#dontmutedc has become a powerful call to ensure that DC's own indigenous music is supported, promoted and celebrated. Through these three great summer reads, learn about Go-Go's history, people, sounds, setbacks and future with DC Public Library's Go-Go Book Club, in partnership with Solid State Books, Washington Performing Arts and the Smithsonian Center for Folklife and Cultural Heritage.
June 18
The Beat: Go-Go Music from Washington DC by Kip Lornell & Charles C. Stephenson, Jr.
July 18
Take Me Out To The Go Go: the Autobiography of Kato Hammond
August 15
Go-Go Live: The Musical Life and Death of a Chocolate City by Natalie Hopkinson
Go-go is an upbeat, funky Black popular music from Washington, D.C. with a history as long as that of house or hip-hop. Natalie Hopkinson, formerly the Media and Culture Critic for The Root, with access to clubs, producers, and artists, is well-placed to tell the story of the music from the 70s to the present. With the gentrification of the District, more of the Black population and the go-go industry have moved to the Maryland suburbs. In Go-Go Live, Hopkinson gives a critical, inside account of the scene and how it survives in a changing city.

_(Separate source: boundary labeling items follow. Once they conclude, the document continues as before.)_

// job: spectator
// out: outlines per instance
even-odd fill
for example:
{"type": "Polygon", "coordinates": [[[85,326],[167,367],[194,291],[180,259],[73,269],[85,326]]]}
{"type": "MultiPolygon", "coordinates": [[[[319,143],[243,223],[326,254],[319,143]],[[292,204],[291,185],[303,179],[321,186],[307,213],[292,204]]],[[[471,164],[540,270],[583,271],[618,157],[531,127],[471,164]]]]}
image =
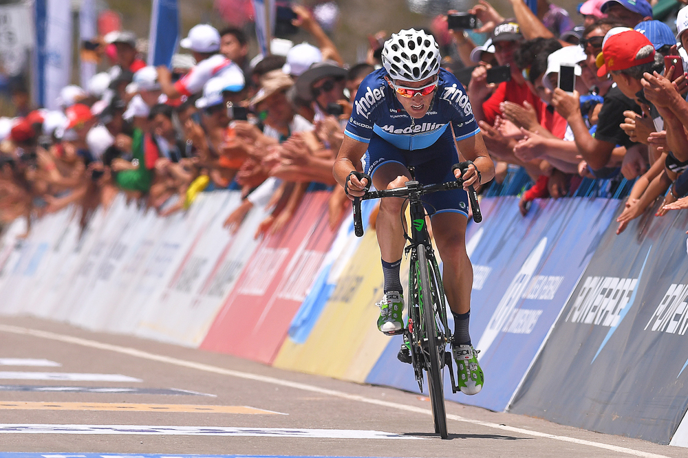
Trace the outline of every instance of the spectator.
{"type": "Polygon", "coordinates": [[[312,101],[316,122],[327,116],[328,105],[344,100],[346,76],[343,68],[325,61],[313,64],[297,80],[297,94],[302,99],[312,101]]]}
{"type": "Polygon", "coordinates": [[[244,75],[248,74],[248,41],[244,31],[228,27],[219,32],[219,54],[239,65],[244,75]]]}
{"type": "Polygon", "coordinates": [[[608,0],[600,9],[609,19],[631,28],[652,20],[652,7],[646,0],[608,0]]]}
{"type": "Polygon", "coordinates": [[[200,92],[211,78],[243,74],[236,63],[218,54],[219,45],[219,34],[215,28],[208,24],[193,27],[189,31],[189,36],[180,42],[180,45],[191,50],[197,63],[184,78],[174,84],[172,83],[169,69],[163,65],[158,67],[158,78],[163,94],[169,98],[178,98],[182,96],[189,97],[200,92]]]}
{"type": "Polygon", "coordinates": [[[146,66],[146,63],[138,58],[136,34],[133,32],[116,30],[105,35],[103,39],[116,50],[115,65],[109,71],[111,78],[117,78],[120,72],[125,70],[136,73],[146,66]]]}
{"type": "Polygon", "coordinates": [[[602,6],[607,0],[588,0],[581,5],[578,12],[583,16],[583,25],[592,25],[598,19],[603,19],[607,14],[602,12],[602,6]]]}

Go-go is the conga drum–inflected black popular music that emerged in Washington, D.C., during the 1970s. The guitarist Chuck Brown, the "Godfather of Go-Go," created the music by mixing sounds borrowed from church and the blues with the funk and flavor that he picked up playing for a local Latino band. Born in the inner city, amid the charred ruins of the 1968 race riots, go-go generated a distinct culture and an economy of independent, almost exclusively black-owned businesses that sold tickets to shows and recordings of live go-gos. At the peak of its popularity, in the 1980s, go-go could be heard around the capital every night of the week, on college campuses and in crumbling historic theaters, hole-in-the-wall nightclubs, backyards, and city parks.

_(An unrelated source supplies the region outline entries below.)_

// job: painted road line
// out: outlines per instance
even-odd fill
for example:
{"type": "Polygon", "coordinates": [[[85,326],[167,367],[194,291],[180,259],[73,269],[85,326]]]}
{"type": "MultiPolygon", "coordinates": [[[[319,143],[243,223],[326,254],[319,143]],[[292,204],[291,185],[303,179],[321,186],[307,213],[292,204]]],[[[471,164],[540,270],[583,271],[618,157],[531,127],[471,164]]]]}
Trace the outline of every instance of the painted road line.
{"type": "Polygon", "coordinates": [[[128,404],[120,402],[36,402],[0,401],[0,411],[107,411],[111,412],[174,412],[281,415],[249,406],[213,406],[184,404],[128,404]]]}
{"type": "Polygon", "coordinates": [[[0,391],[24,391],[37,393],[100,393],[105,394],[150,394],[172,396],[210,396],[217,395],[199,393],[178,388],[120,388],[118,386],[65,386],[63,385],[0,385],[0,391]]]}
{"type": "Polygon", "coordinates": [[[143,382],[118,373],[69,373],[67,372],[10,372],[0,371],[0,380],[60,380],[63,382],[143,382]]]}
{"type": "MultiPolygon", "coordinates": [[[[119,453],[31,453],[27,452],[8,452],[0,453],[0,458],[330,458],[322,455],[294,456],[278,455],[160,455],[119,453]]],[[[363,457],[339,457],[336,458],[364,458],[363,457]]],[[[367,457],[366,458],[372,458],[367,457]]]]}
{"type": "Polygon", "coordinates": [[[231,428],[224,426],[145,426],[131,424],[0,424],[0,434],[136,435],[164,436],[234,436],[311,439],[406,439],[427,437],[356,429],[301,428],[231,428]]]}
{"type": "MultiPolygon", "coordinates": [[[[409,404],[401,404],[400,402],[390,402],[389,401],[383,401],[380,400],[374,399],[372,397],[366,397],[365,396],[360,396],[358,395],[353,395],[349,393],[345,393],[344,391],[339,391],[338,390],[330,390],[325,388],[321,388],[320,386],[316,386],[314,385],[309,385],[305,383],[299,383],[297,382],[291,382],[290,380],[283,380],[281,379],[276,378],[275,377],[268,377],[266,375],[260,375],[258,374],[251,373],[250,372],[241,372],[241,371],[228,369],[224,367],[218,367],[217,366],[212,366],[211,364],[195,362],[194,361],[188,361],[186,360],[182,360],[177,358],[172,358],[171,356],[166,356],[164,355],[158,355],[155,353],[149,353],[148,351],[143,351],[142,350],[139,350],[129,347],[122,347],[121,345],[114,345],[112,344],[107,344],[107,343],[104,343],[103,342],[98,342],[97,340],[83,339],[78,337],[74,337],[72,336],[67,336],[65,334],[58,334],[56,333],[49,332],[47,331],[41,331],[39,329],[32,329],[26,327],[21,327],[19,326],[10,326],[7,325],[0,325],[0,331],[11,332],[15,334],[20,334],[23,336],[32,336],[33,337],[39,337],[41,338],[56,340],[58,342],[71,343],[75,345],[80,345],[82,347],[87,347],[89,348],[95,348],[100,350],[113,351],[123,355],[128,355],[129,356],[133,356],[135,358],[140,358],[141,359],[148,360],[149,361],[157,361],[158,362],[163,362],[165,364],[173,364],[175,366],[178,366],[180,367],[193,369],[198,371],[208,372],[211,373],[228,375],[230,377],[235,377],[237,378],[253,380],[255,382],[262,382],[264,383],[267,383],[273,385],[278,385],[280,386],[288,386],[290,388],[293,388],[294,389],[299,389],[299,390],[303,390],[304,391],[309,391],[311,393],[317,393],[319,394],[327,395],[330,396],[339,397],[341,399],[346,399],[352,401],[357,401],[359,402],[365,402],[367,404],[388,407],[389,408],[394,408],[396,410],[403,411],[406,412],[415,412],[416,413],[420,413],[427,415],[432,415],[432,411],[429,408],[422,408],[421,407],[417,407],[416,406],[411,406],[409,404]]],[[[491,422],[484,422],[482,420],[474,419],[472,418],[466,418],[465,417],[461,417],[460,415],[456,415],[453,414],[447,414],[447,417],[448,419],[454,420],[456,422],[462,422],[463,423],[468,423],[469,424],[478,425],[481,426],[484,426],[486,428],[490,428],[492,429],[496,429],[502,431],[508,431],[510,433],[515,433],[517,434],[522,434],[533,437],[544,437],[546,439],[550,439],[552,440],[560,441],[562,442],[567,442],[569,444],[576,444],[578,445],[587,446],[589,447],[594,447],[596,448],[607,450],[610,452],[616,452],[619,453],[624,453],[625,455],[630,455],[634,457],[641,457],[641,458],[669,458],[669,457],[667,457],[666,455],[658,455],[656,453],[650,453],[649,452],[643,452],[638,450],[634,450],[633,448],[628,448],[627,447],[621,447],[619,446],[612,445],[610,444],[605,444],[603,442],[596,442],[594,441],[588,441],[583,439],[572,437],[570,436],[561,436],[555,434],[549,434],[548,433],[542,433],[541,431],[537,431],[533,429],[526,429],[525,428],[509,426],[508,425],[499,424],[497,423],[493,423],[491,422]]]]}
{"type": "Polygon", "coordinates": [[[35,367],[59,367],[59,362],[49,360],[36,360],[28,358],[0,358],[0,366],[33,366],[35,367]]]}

Go-Go Live is a social history of black Washington told through its go-go music and culture. Encompassing dance moves, nightclubs, and fashion, as well as the voices of artists, fans, business owners, and politicians, Natalie Hopkinson's Washington-based narrative reflects the broader history of race in urban America in the second half of the twentieth century and the early twenty-first. In the 1990s, the middle class that had left the city for the suburbs in the postwar years began to return. Gentrification drove up property values and pushed go-go into D.C.'s suburbs. The Chocolate City is in decline, but its heart, D.C.'s distinctive go-go musical culture, continues to beat. On any given night, there's live go-go in the D.C. metro area.

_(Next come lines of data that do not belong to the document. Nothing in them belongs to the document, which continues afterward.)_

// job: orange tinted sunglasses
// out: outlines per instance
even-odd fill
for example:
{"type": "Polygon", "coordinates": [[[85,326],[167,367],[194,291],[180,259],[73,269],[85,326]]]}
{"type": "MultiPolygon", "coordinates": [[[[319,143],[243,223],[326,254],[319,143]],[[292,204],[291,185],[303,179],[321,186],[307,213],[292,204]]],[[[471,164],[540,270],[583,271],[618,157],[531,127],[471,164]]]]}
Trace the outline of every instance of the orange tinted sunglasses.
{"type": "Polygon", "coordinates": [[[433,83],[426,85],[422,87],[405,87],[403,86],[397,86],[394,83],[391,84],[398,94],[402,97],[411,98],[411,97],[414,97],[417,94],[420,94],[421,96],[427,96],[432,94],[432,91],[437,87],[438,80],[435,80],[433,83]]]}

A former staff writer, editor, and culture critic at the Washington Post and The Root, Natalie Hopkinson is an assistant professor in Howard University’s graduate program in communication, culture and media studies and a fellow at the Interactivity Foundation. The author of A Mouth Is Always Muzzled (The New Press), as well as Go-Go Live and Deconstructing Tyrone (with Natalie Y. Moore), Hopkinson lives in Washington, D.C.